Treg cells are important for controlling CD8+ T cell responses in infection and cancer (3–6, 13). The study from Dolina et al. (8) advances our understanding of the dynamic interplay between Treg cells and CD8+ T cells in acute infection. Specifically, during the priming phase of an acute infection, Treg cells exert their suppressive capacity by rapid generation of adenosine, which may prevent immunopathological damage. In contrast, day 7 Treg cells accumulate cAMP that is transferrable to effector CD8+ T cells via GJIC to suppress CD8+ T cell function, which likely restores immune homeostasis during the contraction phase. After priming, expansion, and contraction, CD8+ T cells can also differentiate into long-lived memory T cells, and Treg cell-derived IL-10 facilitates this process through the suppression of proinflammatory cytokine production by dendritic cells (DCs) (7). Moreover, during chronic infection or in the tumor microenvironment, continuous exposure to antigens can trigger CD8+ T cell exhaustion, which limits immune-mediated clearance of pathogens or antitumor immunity (14). In this scenario, Treg cells produce immunoregulatory cytokines such as IL-10 and IL-35, which program CD8+ T cells to lose effector function and become exhausted (15). Thus, Treg cells utilize multiple mechanisms for the regulation of CD8+ T cell fate and function, which may be tuned by immunological context (e.g., infection versus tumor), microenvironment, and inflammatory state.

This study raises important questions that warrant further investigation. First, after the first wave of Treg cell expansion at day 1 postinfection during the priming phase, Treg cells rapidly reduce suppressive capacity and decline in number (8), but the underlying mechanisms remain to be established. Of note, the collapse of Treg cells is dependent on the deprivation of IL-2 and local DCs during acute Toxoplasma gondii infection (16), suggesting that environmental cues may contribute to the dynamic regulation of Treg cell population in acute Listeria infection. Second, after activation by DCs in respiratory syncytial virus infection, the stability and function of Treg cells are partially dependent upon epigenetic reprogramming (17–19). Therefore, it remains to be addressed whether DCs are involved in the differentiation of these distinct Treg cell populations in Listeria infection, and the role of epigenetic modification also requires additional investigation. Third, recent studies have revealed that cell-extrinsic and -intrinsic metabolic factors contribute to the differentiation and function of T cells including Treg cells (20, 21). Indeed, Dolina et al. (8) showed that extracellular ATP could be converted into immunosuppressive adenosine by CD39 and CD73 expressed on the surface of Treg cells, which impacts CD8+ T cell function during the priming phase. As day 1 and day 7 Treg cell populations differentiate from separate progenitor cells and exhibit distinct suppressive mechanisms, it will be interesting to explore whether and how metabolic programs, such as oxidative phosphorylation and mTOR signaling that are essential for the establishment of Treg cell suppressive activity (22), orchestrate these Treg cell populations in acute infection.

Collectively, the exciting findings from Dolina et al. (8) provide insight into Treg cell-dependent regulation of CD8+ T cell responses in acute infection, and this dynamic process is mediated by developmentally distinct Treg cell populations.
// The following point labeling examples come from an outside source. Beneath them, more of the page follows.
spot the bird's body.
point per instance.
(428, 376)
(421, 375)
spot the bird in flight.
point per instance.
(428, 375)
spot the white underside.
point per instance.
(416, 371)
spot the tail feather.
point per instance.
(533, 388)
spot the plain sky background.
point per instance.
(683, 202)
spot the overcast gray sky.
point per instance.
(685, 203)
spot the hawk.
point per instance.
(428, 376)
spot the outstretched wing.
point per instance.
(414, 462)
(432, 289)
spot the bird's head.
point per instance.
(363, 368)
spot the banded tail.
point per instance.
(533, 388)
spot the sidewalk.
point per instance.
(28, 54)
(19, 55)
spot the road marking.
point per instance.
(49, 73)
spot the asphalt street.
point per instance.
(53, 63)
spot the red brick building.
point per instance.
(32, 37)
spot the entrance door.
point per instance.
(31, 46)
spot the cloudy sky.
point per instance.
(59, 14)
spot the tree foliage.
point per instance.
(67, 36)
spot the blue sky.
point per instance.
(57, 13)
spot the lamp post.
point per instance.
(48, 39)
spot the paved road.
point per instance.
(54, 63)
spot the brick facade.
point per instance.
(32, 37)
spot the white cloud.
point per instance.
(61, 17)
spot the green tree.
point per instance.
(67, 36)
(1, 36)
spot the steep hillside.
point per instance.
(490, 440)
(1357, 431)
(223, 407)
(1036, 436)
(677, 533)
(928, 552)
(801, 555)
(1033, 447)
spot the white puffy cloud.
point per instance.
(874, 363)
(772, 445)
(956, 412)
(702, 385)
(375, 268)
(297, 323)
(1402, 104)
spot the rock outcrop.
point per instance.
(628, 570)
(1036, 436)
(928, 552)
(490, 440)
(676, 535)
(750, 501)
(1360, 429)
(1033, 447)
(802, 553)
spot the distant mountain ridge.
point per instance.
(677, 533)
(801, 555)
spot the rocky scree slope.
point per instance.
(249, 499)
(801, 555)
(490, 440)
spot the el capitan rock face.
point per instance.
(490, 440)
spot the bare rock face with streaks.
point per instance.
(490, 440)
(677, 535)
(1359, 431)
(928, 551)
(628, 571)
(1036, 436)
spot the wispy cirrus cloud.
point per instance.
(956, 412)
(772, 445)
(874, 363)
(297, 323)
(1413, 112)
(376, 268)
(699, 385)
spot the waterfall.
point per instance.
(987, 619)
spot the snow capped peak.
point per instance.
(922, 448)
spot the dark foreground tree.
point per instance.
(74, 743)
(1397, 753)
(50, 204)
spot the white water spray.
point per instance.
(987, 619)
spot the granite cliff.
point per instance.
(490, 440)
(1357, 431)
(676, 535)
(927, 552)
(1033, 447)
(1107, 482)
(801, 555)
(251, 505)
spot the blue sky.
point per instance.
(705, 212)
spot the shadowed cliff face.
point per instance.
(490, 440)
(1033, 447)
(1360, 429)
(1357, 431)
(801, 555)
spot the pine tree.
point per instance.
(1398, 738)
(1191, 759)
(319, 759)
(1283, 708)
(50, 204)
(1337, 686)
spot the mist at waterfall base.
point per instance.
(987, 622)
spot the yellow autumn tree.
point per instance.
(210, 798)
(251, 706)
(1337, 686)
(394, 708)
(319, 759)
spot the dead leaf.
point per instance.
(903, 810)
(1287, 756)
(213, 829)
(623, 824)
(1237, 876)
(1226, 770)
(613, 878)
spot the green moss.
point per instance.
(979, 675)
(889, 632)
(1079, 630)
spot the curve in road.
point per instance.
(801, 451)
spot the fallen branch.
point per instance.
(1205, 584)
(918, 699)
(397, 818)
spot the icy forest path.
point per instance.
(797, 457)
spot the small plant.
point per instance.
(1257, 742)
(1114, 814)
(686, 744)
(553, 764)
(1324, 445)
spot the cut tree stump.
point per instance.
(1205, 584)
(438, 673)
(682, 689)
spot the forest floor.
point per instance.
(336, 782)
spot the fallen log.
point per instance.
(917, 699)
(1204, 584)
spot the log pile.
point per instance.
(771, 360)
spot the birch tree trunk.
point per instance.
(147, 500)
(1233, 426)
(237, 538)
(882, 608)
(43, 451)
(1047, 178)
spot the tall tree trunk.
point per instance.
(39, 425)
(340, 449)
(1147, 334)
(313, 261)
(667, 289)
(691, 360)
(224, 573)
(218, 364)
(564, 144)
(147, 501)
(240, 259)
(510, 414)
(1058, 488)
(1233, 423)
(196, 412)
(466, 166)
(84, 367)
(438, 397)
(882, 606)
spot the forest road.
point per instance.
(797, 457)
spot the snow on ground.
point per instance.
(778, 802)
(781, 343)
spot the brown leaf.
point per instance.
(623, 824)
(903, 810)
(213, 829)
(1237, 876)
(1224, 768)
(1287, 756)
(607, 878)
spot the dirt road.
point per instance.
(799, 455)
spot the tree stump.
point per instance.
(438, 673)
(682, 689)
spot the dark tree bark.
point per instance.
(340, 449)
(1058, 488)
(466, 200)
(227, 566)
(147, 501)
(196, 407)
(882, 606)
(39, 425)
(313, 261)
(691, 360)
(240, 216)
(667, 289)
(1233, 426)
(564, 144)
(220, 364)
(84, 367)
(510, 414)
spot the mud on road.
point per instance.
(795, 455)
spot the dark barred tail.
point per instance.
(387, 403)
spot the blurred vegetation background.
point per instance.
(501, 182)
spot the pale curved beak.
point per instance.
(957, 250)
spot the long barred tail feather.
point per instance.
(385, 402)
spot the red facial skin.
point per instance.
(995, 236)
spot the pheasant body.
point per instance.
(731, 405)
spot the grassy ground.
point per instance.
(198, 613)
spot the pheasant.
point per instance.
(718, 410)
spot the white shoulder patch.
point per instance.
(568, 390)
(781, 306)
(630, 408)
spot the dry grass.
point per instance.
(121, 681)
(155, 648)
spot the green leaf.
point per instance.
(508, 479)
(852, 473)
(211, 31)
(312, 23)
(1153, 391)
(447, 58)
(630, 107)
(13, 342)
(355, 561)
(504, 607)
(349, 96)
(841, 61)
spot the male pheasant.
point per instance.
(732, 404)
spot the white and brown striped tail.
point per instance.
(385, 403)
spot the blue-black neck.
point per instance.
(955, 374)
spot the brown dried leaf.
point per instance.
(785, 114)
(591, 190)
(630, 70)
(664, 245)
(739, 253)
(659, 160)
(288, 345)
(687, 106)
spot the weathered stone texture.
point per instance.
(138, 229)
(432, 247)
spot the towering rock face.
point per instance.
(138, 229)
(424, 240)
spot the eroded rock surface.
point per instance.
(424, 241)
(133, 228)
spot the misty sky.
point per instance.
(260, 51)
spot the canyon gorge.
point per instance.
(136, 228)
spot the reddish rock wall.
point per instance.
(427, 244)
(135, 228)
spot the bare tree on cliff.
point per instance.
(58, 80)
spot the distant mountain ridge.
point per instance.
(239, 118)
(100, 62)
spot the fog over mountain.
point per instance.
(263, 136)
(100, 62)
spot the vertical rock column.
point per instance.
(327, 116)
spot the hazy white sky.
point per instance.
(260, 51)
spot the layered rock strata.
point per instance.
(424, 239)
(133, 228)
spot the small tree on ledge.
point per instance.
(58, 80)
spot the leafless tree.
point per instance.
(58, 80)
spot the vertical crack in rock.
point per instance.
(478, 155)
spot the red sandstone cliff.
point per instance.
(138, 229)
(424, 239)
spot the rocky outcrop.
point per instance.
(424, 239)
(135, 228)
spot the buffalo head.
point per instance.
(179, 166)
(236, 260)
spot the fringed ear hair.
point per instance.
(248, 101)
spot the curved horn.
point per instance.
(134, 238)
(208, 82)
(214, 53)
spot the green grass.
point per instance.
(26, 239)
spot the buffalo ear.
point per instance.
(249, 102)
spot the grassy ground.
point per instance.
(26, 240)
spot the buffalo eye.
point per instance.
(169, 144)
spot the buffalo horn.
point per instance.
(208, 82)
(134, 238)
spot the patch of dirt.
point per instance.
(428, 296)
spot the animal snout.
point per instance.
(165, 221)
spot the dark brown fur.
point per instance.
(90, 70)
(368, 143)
Strategies to manipulate Treg cell number or function should have high therapeutic potential, as depletion of Treg cells results in enhanced immune responses in infection models. However, systemically targeting Treg cells may not be applicable in the clinic for the treatment of infections, as this strategy increases the risk of autoimmune disorders or uncontrolled immunopathology. Therefore, the suppressive mechanisms of distinct Treg cell populations revealed by Dolina et al. (8) present opportunities of targeted manipulation of Treg cell functions while minimizing such risks.